Discovering markers for developing chronic infections
Helle Krogh Johansen thinks that this research project can mark a new era in research on cystic fibrosis and chronic infections related to other diseases.
She hopes that the research project will, for example, find markers that can be used to predict when an infection with P. aeruginosa is becoming resistant to antibiotics.
This may relate to the expression of the bacteria or changes in a person’s immune cells and may provide clues about the future direction of the disease and the best way to treat it.
“The dream is to find markers that can quickly reveal when antimicrobial resistance is developing. We could also find other bacteria that contribute to P. aeruginosa developing antimicrobial resistance, and these are the ones we need to treat. Our model system enables us to discover these things,” says Helle Krogh Johansen.
Ensuring clinical relevance
The research project also aims to ensure that the results become quickly translated into benefits for patients. Otherwise, says Helle Krogh Johansen, she would never have begun the project.
She expects the research to make a difference, because everything so far indicates that the experimental set-up is robust and much better than previous experimental set-ups involving, for example, mice and rats.

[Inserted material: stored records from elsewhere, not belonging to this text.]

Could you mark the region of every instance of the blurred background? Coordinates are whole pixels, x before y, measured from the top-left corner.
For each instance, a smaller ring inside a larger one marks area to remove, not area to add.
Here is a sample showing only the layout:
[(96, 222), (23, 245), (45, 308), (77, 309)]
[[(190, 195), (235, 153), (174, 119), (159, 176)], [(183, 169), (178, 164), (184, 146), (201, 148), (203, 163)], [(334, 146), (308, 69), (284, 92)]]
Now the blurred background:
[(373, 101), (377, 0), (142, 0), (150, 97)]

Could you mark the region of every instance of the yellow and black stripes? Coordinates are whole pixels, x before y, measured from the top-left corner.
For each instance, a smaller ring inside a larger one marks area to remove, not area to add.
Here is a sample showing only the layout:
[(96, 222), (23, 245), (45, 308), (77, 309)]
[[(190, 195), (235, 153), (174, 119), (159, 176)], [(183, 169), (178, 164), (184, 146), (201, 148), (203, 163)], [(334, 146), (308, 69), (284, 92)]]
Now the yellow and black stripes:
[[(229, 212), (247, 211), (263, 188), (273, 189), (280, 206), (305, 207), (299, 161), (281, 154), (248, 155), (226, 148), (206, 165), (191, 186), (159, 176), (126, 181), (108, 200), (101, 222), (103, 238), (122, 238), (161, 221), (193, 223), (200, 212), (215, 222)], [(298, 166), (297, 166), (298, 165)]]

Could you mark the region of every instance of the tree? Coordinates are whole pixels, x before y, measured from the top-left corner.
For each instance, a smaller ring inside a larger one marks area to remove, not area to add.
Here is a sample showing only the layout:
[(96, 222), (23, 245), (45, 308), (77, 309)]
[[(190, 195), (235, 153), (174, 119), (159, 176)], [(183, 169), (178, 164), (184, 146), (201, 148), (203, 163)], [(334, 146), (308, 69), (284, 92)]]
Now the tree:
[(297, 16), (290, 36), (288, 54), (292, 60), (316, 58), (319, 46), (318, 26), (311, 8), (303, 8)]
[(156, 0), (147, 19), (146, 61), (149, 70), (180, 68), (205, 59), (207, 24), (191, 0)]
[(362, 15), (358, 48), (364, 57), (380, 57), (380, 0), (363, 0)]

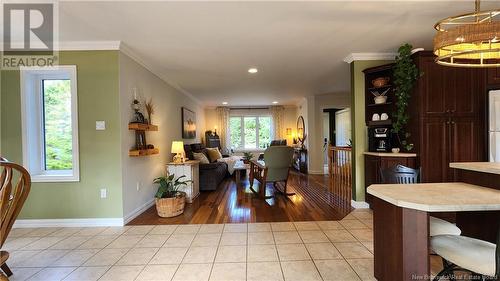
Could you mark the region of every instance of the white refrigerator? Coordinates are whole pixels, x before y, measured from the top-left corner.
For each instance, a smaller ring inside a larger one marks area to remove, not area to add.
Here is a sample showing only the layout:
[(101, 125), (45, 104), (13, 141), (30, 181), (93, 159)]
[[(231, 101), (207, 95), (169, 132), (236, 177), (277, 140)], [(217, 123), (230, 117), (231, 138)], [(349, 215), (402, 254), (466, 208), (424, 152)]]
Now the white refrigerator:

“The greatest advantage is that we use people’s own airway tissue. This is like making a miniature model of the person, and we can therefore also use the model to determine something about the individual and deliver personalized medicine to people with persistent infections. The disease develops differently for each person, and we can reproduce it precisely for each person and study what could have been done or could be done to improve their condition,” says Helle Krogh Johansen.